TALLAHASSEE | Florida is scrambling to meet the high demand for gas from people fleeing and preparing for the weekend’s arrival of the powerful and deadly Hurricane Irma.
Road regulations and restrictions have been lifted for fuel truckers, who receive escorts from law enforcement. In addition, U.S. Environmental Protection Agency Administrator Scott Pruitt on Thursday approved emergency fuel waivers requested by Governor Rick Scott, who is trying to get more gas to the city faster. Florida.
“Demand obviously increases during this time, so what we’re trying to do is make sure that on the supply side we have more options than what’s out there,” Pruitt said in an interview with The News Service of Florida.
Pruitt said he spoke with Scott several times by phone Thursday. Scott requested an extension of the waivers, which were approved for Hurricane Harvey and were set to expire Sept. 15.
“These waivers will provide certainty and confidence to refiners and other industry players, which will benefit the citizens of Florida and other affected states (per Irma),” Pruitt said.
Scott also wants people, especially those who plan to ride out the storm at home or nearby shelters, to be more altruistic and only fill up with the amount of gas they might need. over the next few days.
“What’s happening is people are buying so much gas right now, as soon as you fill up at the retailer, they’re buying all the gas before the truck can come back,” Scott said.
Scott also warned Floridians not to delay if they are ordered to evacuate or have decided to leave their homes.
“We can’t save you once the storm hits,” Scott said Thursday afternoon at the Jacksonville Emergency Operations Center. “Once there is an evacuation order, get out.”
As of 5 p.m. Thursday, Irma was about 135 miles east of Great Inagua Island, with maximum sustained winds of 175 mph, moving west-northwest at 16 miles per hour.
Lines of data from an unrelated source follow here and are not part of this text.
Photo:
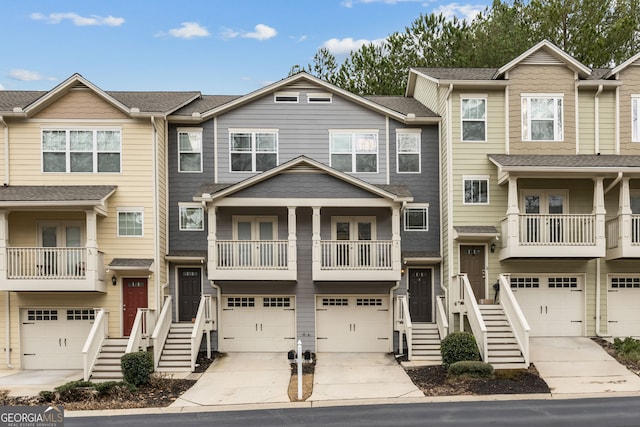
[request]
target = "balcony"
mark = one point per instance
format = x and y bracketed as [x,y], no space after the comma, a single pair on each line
[52,269]
[552,236]
[253,260]
[623,237]
[356,260]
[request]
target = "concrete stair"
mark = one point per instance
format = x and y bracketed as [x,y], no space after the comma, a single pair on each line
[425,343]
[176,354]
[107,367]
[503,349]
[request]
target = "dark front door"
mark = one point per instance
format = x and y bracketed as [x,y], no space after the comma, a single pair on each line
[472,263]
[189,291]
[420,295]
[134,296]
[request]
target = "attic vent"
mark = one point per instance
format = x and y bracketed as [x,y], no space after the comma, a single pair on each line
[286,97]
[319,98]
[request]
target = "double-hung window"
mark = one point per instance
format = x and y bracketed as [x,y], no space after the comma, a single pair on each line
[474,119]
[416,217]
[253,150]
[81,150]
[189,150]
[635,118]
[408,141]
[354,151]
[542,118]
[475,190]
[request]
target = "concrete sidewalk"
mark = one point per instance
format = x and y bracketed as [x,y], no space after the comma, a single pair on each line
[577,366]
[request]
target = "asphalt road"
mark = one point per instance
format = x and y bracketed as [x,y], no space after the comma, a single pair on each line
[609,412]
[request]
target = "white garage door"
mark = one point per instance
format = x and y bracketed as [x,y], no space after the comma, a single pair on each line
[553,305]
[258,323]
[623,307]
[52,338]
[353,323]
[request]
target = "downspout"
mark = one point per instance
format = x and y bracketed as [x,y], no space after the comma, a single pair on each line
[8,330]
[6,150]
[597,119]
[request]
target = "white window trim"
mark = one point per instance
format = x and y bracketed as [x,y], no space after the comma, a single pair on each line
[95,150]
[253,132]
[419,152]
[483,97]
[130,210]
[283,95]
[558,131]
[182,206]
[190,130]
[466,178]
[319,98]
[354,220]
[409,206]
[353,132]
[635,120]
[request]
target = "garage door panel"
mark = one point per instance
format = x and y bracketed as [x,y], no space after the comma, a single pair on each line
[258,323]
[352,324]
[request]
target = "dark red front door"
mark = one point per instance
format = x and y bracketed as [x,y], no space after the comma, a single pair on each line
[134,296]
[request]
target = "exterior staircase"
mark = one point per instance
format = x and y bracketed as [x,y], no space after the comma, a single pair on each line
[425,343]
[176,354]
[503,349]
[107,366]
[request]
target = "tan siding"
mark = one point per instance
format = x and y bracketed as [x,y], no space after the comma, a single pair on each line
[631,86]
[542,79]
[81,104]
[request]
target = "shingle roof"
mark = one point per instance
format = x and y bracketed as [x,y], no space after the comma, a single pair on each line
[567,161]
[55,193]
[403,105]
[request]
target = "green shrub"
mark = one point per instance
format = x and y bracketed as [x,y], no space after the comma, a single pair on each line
[114,388]
[137,367]
[457,347]
[471,368]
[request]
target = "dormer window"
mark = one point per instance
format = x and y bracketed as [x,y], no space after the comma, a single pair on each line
[286,97]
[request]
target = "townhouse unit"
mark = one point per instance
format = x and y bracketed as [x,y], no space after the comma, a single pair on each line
[540,195]
[305,212]
[81,214]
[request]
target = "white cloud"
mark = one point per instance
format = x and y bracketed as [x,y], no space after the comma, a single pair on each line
[78,20]
[262,32]
[462,11]
[189,30]
[344,46]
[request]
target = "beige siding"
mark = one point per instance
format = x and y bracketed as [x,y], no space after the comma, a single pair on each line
[542,79]
[630,77]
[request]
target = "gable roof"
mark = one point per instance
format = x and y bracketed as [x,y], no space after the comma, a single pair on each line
[211,192]
[382,108]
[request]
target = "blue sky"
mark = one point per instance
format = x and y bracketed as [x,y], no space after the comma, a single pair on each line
[221,47]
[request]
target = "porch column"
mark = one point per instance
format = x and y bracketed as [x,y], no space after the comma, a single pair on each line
[624,216]
[599,211]
[512,233]
[4,233]
[396,261]
[292,238]
[316,253]
[91,267]
[212,237]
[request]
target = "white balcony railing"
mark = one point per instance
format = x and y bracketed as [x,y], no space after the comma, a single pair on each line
[252,254]
[46,263]
[356,255]
[557,229]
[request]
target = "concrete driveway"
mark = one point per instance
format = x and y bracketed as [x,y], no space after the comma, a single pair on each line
[579,366]
[241,378]
[32,382]
[346,376]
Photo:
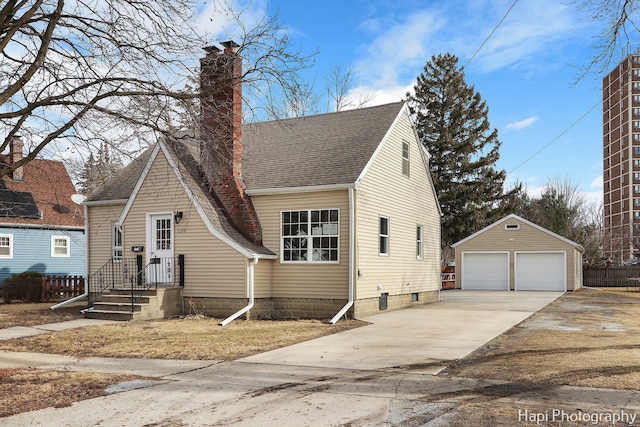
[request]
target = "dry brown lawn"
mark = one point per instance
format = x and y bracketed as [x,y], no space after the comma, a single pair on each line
[191,337]
[587,338]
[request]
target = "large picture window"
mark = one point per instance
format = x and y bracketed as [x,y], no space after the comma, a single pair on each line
[310,236]
[60,246]
[6,245]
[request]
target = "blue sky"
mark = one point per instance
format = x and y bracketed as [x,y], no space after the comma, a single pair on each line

Scott warned of potentially deadly 5-10ft storm surges in Florida from the Category 5 storm.
“My biggest concern right now is that people aren’t taking the risk of storm surge seriously enough,” Scott said.
Florida received its first storm surge and hurricane watches Thursday morning, from Jupiter Inlet south around the peninsula to Bonita Beach. The hurricane watch — typically issued 48 hours before tropical storm-force winds arrive — also includes Lake Okeechobee and Florida Bay.
A storm surge watch means life-threatening rising waters are likely within 48 hours.
The Florida Keys, where more than 25,000 people hit the road after mandatory evacuations were ordered for tourists and residents, are under both watch.
Mandatory evacuation orders have been issued for barrier islands and lower mainland areas in Miami-Dade and Broward counties.
Jacksonville Mayor Lenny Curry said depending on the storm’s forecast path, evacuation orders could be issued Friday for low-lying areas and mobile homes in northeast Florida.
For those evacuating: “Go north or west,” Curry said.
“They have to get out of Jacksonville,” he added. “They need to get out of the storm’s path.”
Curry worried that some residents were complacent after Hurricane Matthew last October. This hurricane made its way up the East Coast but never made landfall in Florida. It left more than a million people without power, caused severe flooding along the Saint John River, and was responsible for 12 deaths in the state.
“One of the things we’ve heard here in and around Jacksonville is that this is another Matthew,” Curry said. “This is not another Matthew. And to be clear, Matthew has inflicted serious damage on our city.
Scott has activated 3,000 additional members of the Florida National Guard, bringing the number to 4,000. Another 3,000 are expected to be activated by Friday.
Scott also tweeted a photo of a Florida Highway Patrol car traveling behind a fuel truck on a freeway, noting that the FHP escorts “fuel trucks through FL to ensure supplies are replenished quickly.”
Scott added in a statement that he has been in contact with federal officials, fuel retailers and oil companies to address fuel shortages.
“We have asked oil companies to identify ships that are en route to our ports so that we can arrange military escorts to get them here faster,” Scott said. “To further expedite fuel delivery, I have ordered state police to escort tanker trucks to gas stations along the evacuation routes.”
Truck weight regulations and driver restrictions have been removed for tank trucks.
To help keep gas stations open longer in evacuation zones, Scott added the state’s offer to arrange police escorts for station workers.
The Florida Ports Council reported that several tankers were heading to Port Tampa and JaxPort and were docked in Florida ports.
“Fuel distribution is expedited at all phases of delivery — Governor Scott has arranged for military vessels to escort vessels to docks and for law enforcement to escort fuel trucks to at stations,” the council said Thursday.